Here Be Dragons: de-risk your product
Tuesday, 11th July 2017
By Tom Corfield, Manager at Social Finance
Use medieval map drawing techniques to find the scariest bits of your product…
It’s really hard being the new person working on a product. Particularly if you’re an engineer. You’ve got to learn to understand and work with a code base that you didn’t write. If you’re lucky, someone else in the team did write it. But if you’re unlucky, and you’re working on a legacy code base, there are whole black boxes of code that nobody on the team understands.
‘Here Be Dragons’ is a short workshop I’ve been using for a while to get everyone (myself included) talking about the bits of the product that scare them the most. The idea is stolen from medieval map map makers: the maps they were making were generally for sailors and aimed to map out the whole world.
But the problem was that there were whole bits of the world that nobody had discovered yet, and other bits where the maps were hazy at best. So map makers had to fill in these unknown areas, or they’d have an embarrassing blank bit of map. So instead of making it up, they filled the unknown spaces with pictures of mythical beasts and labelled it something along the lines of ‘Here Be Dragons’.
Which, as you can imagine, probably deterred quite a lot of sailors from going and exploring those parts of the map! It would have been much better for the explorers if the map makers had instead said ‘you know what, we don’t know — go find out and then tell us!’ The double benefit being that probably someone who sees the map will have been there or at least near there, and can start to help fill in the gaps.
This workshop is the product equivalent of this exercise:
Everyone maps out where they think the dragons are, and then we work out how we’re going to slay them together.
Initially this started out as a workshop for engineers working on products. But actually it works well in any situation where you’re trying to get a group of people talking about the risks and unknowns around what they’re doing.
Often it’s hard to have the conversation where you admit that you don’t understand something. It’s even harder as a team to acknowledge that none of you understand it. Probably everyone in the team knows that nobody knows… but you’d rather not talk about it…
Maybe if you leave the black box alone for long enough maybe it will just die. But this is a massive risk to your product. The scary truth is that usually the black box is doing something quite important. And if it broke your product would die. These are the dragons your team needs to slay to stop you all having nightmares.

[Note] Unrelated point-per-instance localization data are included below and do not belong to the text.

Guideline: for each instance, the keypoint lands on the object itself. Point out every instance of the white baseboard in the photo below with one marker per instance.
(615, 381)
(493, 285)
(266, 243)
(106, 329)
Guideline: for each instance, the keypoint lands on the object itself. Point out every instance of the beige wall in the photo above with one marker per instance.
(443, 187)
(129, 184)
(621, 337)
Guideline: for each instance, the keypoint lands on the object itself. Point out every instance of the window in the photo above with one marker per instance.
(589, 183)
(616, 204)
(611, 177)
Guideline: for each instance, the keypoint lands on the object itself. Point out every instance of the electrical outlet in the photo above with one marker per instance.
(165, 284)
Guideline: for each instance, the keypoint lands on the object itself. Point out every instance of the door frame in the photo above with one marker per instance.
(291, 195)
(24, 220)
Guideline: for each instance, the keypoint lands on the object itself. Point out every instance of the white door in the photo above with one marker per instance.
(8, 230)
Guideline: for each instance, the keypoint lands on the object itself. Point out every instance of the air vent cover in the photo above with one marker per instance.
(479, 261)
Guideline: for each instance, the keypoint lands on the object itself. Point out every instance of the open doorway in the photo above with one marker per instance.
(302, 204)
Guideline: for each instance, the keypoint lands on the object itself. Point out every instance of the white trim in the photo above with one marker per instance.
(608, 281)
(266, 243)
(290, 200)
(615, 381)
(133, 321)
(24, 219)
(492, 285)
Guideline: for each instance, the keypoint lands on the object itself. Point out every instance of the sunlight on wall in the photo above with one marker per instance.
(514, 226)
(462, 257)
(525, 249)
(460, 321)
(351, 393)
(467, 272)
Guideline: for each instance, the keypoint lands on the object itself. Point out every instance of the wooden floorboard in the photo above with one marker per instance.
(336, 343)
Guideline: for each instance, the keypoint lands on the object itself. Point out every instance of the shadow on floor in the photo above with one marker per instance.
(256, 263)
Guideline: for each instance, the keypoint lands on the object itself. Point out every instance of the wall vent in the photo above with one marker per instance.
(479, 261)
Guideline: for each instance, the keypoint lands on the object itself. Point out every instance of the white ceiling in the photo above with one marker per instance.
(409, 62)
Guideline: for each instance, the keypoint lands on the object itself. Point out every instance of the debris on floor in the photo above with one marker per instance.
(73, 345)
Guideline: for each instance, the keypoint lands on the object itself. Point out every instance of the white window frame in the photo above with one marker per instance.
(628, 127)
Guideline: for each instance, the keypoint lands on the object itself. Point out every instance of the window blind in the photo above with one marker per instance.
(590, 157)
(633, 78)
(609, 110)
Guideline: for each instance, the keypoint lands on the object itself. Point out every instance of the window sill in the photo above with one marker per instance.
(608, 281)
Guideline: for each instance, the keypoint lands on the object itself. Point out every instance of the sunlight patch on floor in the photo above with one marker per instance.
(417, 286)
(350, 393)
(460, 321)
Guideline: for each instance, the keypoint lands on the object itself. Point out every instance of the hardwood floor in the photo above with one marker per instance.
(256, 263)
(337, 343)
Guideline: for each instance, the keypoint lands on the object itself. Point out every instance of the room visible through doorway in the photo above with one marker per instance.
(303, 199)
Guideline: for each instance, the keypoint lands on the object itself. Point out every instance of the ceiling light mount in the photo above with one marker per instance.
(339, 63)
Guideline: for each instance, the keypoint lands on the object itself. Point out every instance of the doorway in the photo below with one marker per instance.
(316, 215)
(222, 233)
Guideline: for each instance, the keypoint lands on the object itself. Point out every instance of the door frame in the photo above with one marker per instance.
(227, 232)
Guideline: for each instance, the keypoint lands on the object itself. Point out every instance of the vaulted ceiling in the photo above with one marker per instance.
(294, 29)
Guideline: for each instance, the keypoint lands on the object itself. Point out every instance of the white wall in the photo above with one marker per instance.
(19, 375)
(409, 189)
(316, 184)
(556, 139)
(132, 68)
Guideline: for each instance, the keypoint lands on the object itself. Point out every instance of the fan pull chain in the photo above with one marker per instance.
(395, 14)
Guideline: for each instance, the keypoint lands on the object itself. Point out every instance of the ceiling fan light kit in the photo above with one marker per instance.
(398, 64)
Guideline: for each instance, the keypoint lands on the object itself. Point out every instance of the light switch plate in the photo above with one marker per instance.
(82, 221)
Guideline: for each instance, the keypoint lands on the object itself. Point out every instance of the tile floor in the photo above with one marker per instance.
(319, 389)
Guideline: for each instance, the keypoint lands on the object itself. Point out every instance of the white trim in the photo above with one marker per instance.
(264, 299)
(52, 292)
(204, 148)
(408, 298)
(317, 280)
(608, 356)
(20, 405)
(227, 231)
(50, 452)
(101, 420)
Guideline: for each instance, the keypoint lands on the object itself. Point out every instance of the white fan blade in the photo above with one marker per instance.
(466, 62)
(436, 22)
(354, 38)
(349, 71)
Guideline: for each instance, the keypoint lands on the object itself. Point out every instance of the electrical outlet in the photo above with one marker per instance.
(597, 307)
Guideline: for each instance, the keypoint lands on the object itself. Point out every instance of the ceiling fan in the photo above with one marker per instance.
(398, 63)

Here’s how the workshop works
It can take as little as 30 mins, but I’d suggest taking longer if the conversations are good.
You will need:
- Nice big bits of paper
- Coloured pens (and glitter and anything else you need to be creative.
Step 1 — draw your maps (5mins)
Everyone on the team draws out their own pirate map of the product. That could be from a feature perspective, a code base perspective, external forces that operate on your product… whatever works for you, or a mash up of everything, as you like. Get creative. I think this works best when people genuinely draw it like an old treasure map, with an island, sharks, treasure and, of course, Sea Monsters. And attribute each bit of the map to a feature, bit of the code, external risk… etc
Step 2 — tell your stories, find your heroes (15 mins)

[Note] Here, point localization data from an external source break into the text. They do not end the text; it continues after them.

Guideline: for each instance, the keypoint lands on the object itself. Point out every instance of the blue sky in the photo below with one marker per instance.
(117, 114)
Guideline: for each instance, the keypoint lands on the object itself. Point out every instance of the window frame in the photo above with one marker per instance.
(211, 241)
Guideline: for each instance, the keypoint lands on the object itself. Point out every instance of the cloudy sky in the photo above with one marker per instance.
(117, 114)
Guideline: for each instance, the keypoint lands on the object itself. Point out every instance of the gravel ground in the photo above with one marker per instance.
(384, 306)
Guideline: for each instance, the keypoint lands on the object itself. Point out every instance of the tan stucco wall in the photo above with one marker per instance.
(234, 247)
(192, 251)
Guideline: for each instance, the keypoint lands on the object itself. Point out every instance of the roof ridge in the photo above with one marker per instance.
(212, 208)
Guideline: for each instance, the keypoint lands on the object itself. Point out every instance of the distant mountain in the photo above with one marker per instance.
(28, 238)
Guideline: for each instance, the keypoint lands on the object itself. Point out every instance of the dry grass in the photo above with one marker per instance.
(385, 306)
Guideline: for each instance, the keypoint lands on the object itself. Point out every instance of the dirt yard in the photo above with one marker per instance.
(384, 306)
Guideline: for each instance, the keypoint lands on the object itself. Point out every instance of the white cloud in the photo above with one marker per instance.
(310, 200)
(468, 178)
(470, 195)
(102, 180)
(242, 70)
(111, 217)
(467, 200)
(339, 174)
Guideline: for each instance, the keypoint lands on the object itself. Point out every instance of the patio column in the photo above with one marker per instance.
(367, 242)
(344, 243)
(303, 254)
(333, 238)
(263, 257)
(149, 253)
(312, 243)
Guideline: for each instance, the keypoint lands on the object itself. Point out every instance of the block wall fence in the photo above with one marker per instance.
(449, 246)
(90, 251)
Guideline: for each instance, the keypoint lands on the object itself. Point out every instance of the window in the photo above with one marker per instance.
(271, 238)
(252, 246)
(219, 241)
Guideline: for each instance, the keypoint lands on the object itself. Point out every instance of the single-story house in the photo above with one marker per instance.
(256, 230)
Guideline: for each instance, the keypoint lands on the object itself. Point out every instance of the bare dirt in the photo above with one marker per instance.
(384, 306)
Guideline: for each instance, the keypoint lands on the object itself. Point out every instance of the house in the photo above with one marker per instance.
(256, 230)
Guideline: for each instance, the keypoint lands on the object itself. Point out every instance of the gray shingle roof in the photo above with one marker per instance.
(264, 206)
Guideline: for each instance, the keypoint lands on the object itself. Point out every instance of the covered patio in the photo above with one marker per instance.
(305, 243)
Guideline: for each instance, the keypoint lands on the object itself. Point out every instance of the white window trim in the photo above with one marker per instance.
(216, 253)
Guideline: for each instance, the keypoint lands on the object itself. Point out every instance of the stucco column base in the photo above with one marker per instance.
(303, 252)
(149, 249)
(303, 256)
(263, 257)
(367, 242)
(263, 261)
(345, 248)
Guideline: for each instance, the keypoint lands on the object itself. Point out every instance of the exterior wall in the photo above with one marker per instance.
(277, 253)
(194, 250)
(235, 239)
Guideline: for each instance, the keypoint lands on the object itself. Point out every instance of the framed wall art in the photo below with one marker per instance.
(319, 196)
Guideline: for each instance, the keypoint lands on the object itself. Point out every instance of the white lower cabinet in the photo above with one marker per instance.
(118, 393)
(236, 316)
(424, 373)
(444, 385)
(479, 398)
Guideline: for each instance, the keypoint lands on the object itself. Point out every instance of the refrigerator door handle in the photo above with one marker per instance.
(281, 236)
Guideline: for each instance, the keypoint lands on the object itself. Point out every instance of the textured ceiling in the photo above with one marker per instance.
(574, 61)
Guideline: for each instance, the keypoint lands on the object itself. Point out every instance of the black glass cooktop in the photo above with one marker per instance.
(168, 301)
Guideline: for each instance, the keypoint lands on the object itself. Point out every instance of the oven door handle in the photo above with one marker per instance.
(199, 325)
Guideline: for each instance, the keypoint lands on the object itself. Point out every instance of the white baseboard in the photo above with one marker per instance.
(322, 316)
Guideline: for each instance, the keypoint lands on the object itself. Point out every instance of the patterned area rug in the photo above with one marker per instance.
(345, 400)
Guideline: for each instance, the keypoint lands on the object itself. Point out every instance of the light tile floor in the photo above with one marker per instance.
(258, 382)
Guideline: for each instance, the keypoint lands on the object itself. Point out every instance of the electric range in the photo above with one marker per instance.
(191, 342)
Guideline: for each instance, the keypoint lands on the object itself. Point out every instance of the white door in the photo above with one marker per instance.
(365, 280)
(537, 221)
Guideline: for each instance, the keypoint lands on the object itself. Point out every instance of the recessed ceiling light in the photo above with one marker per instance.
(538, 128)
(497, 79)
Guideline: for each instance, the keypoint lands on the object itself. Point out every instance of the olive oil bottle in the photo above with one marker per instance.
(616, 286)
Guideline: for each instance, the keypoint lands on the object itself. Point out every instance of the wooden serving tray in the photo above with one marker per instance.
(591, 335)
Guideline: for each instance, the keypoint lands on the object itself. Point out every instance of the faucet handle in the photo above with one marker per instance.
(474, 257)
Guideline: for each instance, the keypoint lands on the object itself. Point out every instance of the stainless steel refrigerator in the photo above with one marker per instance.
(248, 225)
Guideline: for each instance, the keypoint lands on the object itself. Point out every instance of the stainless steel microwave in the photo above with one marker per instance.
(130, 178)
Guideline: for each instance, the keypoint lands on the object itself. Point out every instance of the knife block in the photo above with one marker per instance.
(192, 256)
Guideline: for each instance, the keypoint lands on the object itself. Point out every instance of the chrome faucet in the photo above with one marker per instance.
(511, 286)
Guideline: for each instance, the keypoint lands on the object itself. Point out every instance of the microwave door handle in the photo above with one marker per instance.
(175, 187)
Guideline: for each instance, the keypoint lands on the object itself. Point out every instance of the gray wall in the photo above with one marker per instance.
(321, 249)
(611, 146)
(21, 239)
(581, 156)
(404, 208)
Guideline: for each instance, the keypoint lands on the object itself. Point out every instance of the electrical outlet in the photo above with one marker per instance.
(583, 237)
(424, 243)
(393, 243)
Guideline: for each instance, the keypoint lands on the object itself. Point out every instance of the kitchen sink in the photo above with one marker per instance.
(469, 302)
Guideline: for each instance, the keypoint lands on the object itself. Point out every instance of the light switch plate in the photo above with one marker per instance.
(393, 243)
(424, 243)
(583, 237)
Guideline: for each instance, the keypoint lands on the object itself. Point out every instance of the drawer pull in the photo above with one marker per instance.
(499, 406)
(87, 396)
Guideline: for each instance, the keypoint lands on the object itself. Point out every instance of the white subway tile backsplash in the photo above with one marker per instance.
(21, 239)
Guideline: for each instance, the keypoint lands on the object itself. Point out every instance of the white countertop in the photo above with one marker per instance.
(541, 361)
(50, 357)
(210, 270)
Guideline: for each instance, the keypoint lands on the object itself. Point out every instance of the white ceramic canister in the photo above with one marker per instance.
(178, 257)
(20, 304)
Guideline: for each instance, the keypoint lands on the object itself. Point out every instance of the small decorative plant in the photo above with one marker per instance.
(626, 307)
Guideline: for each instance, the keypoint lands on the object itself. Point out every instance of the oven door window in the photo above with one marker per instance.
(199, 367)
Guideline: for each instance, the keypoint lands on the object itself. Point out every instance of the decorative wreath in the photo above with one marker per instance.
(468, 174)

Each member of the team talks through their map and explains the nature of their dragons and why they think they’re dragons.
Hopefully this is the moment when your hero will step forward out of the darkness. “Don’t worry about a thing” she’ll say “I know how that works — I’ll save you from the dragon!”
If this doesn’t happen, you might want to prompt the group… surely someone knows SOMEthing?
But if it’s really true, and nobody knows anything about the dragon… well that’s pretty good to know right? And now you need to mint yourself a fresh hero — who’s going to step up and take this dragon down. Or maybe you’re going to tackle it as a team…
Step 3 — Draw in your heroes
Everyone on the ream draws their heroes onto their maps. Ideally in heroic poses battling with the dragons. Make sure the names of the heroes have a name tag.
Step 4 — take action!
Use your maps as prompts in team meetings and planning sessions. Make sure they’re a talking point on every agenda until all of the team’s dragons have been slayed and all the scary bit of your maps are scary no more.
An added benefit of this workshop:
Your Dragon areas are inherently unknowns. If your team aren’t sure about them… and maybe previous team members weren’t sure about them… you can guarantee that these will be contributing to your technical debt . If they’ve not already, successive developers will be likely to engineer around the problem creating layers and layers of obfuscation. This is a great opportunity to stop the rot.
(Thanks to Dave, Anneka and Matthew for letting me use their maps!)